Presiden Amerika Serikat, Donald Trump, mengumumkan rencananya untuk memberlakukan larangan perjalanan yang akan mencegah warga Afghanistan dan Pakistan memasuki AS, mulai pekan depan. Keputusan ini diambil sebagai respons terhadap tinjauan pemerintah mengenai risiko keamanan dan sistem pemeriksaan di negara-negara asal. Berdasarkan informasi dari tiga sumber yang meminta anonimitas, larangan ini berpotensi mencakup negara lain yang juga dianggap memiliki risiko, meski rincian lebih lanjut mengenai negara-negara tersebut belum dirilis.
Langkah ini mengingatkan masyarakat global pada kebijakan larangan perjalanan Trump sebelumnya, ketika ia memberlakukan larangan terhadap tujuh negara mayoritas Muslim sejak awal masa kepresidenannya. Kebijakan tersebut, yang mengalami berbagai penyesuaian, akhirnya disetujui oleh Mahkamah Agung AS pada tahun 2018. Mantan Presiden Joe Biden mencabut larangan ini pada tahun 2021, menganggapnya sebagai “noda dalam hati nurani nasional.”
Dalam konteks terbaru, larangan perjalanan yang akan diberlakukan Trump ini diperkirakan akan berdampak pada puluhan ribu warga Afghanistan yang telah disetujui untuk menetap di AS sebagai pengungsi atau pemegang Visa Imigran Khusus (SIV).
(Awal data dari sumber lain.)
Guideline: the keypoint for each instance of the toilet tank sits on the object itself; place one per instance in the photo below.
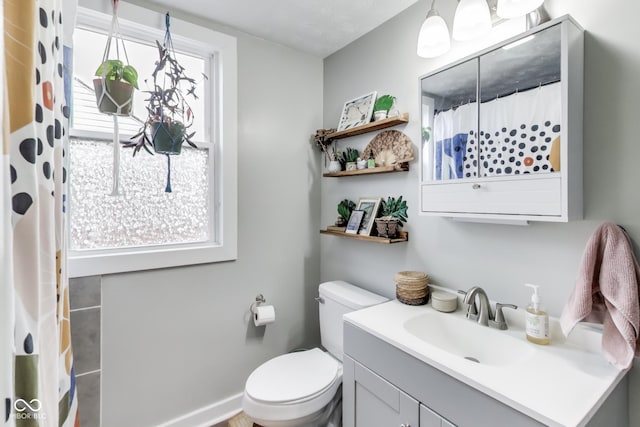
(336, 299)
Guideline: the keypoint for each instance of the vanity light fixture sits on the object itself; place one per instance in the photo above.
(514, 8)
(433, 39)
(472, 19)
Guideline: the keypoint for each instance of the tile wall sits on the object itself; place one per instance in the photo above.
(86, 301)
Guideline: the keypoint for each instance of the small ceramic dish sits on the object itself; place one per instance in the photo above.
(444, 301)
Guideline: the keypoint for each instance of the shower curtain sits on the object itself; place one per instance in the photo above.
(37, 382)
(452, 130)
(519, 134)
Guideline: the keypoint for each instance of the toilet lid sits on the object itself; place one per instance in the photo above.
(292, 376)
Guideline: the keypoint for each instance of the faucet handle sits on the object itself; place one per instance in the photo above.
(500, 322)
(472, 310)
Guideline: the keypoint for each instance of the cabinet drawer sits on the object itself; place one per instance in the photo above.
(540, 196)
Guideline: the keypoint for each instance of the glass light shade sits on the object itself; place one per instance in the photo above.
(433, 39)
(514, 8)
(472, 19)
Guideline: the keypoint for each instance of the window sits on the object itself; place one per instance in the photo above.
(144, 227)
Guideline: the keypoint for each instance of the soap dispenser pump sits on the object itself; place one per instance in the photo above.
(537, 319)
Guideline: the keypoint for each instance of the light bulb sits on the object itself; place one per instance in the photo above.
(472, 19)
(513, 8)
(433, 39)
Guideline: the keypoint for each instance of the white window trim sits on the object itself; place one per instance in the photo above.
(222, 149)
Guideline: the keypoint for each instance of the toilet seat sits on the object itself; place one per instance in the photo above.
(293, 377)
(294, 386)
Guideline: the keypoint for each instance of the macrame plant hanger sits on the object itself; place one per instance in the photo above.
(168, 45)
(122, 107)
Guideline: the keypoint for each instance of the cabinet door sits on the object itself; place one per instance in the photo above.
(428, 418)
(376, 402)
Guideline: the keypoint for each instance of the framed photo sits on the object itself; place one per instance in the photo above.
(370, 206)
(357, 111)
(354, 222)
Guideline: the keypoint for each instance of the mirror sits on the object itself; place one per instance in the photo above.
(513, 130)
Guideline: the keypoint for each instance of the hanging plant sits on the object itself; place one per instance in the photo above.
(169, 114)
(116, 81)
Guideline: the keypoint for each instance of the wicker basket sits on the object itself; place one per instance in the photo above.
(412, 287)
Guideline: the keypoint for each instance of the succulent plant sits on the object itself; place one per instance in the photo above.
(351, 155)
(114, 69)
(384, 103)
(395, 208)
(345, 208)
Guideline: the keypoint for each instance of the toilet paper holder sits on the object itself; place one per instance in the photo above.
(259, 300)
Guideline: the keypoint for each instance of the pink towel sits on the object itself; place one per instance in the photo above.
(607, 292)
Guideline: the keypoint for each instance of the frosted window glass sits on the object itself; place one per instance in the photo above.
(144, 215)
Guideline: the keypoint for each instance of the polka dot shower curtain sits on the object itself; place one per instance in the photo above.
(37, 382)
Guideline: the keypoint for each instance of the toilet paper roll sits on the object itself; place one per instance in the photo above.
(264, 314)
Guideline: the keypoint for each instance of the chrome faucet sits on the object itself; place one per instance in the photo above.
(477, 297)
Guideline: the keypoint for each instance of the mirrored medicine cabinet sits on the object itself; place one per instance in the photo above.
(502, 130)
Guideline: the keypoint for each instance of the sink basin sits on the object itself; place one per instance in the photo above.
(467, 339)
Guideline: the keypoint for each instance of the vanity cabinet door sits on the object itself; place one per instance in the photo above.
(371, 401)
(428, 418)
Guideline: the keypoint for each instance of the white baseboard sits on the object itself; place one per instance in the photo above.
(209, 415)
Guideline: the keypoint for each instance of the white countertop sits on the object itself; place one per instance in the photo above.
(561, 384)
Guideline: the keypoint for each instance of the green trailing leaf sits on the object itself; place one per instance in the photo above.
(426, 133)
(395, 208)
(384, 103)
(114, 69)
(345, 208)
Mereka ini sebelumnya menjadi target Taliban karena bekerja sama dengan pihak Amerika selama dua dekade perang di Afghanistan. “Warga Afghanistan yang telah mendapatkan izin untuk masuk melalui program pengungsi telah melewati proses pemeriksaan ketat, menjadikan mereka kelompok yang paling diperiksa secara menyeluruh di dunia,” kata salah satu sumber.
Trump juga menerbitkan perintah eksekutif pada 20 Januari lalu, yang mengharuskan penerapan pemeriksaan keamanan yang lebih ketat terhadap warga asing yang ingin masuk ke AS. Perintah tersebut juga meminta beberapa anggota kabinet untuk menyusun daftar negara yang harus mengalami larangan perjalanan sepenuhnya atau sebagian, dengan batas waktu hingga 12 Maret. Sumber yang sama menegaskan bahwa Afghanistan dan Pakistan hampir dipastikan akan masuk dalam daftar larangan tersebut.
Sementara itu, hingga kini, tidak ada komentar resmi dari Departemen Luar Negeri, Departemen Kehakiman, Departemen Keamanan Dalam Negeri, atau Kantor Direktur Intelijen Nasional yang bertanggung jawab terhadap inisiatif ini. Beberapa pihak dalam pemerintahan AS menyatakan bahwa larangan baru bisa mulai berlaku dalam waktu seminggu. Shawn VanDiver, ketua koalisi #AfghanEvac yang membantu relokasi warga Afghanistan, mendesak para pemegang visa yang masih berlaku untuk segera melakukan perjalanan sebelum kebijakan baru diberlakukan.
Saat ini, terdapat sekitar 200.000 warga Afghanistan yang telah disetujui untuk dipindahkan ke AS atau sedang dalam proses pengajuan visa. Mereka terjebak di Afghanistan dan hampir 90 negara lainnya, termasuk sekitar 20.000 orang di Pakistan, sejak perintah penghentian sementara penerimaan pengungsi dikeluarkan pada Januari lalu. Adanya larangan perjalanan ini menambah ketidakpastian dan kecemasan bagi mereka yang sudah menunggu, mengingat banyak yang berisiko menghadapi pembalasan dari Taliban yang kini menguasai Afghanistan.
Trump, saat menyampaikan pidato pada bulan Oktober, menekankan komitmennya untuk mengendalikan imigrasi dari sejumlah negara, termasuk yang memiliki catatan keamanan yang meragukan. Beberapa negara yang mungkin terpengaruh adalah dari Jalur Gaza, Libya, Somalia, Suriah, Yaman, dan negara-negara lainnya yang dianggap mengancam keamanan AS. Kebijakan imigrasi yang ketat ini menunjukkan bahwa saat ini, keamanan nasional tetap menjadi prioritas utama administrasi Trump dalam menghadapi tantangan imigrasi global.
Kesempatan bagi warga Afghanistan dan Pakistan yang ingin menggapai impian hidup di AS tampaknya semakin menipis dengan adanya larangan ini. Para pemegang visa dan pengungsi diharapkan untuk bertindak cepat agar tidak terjebak dalam kebijakan imigrasi yang lebih ketat ini.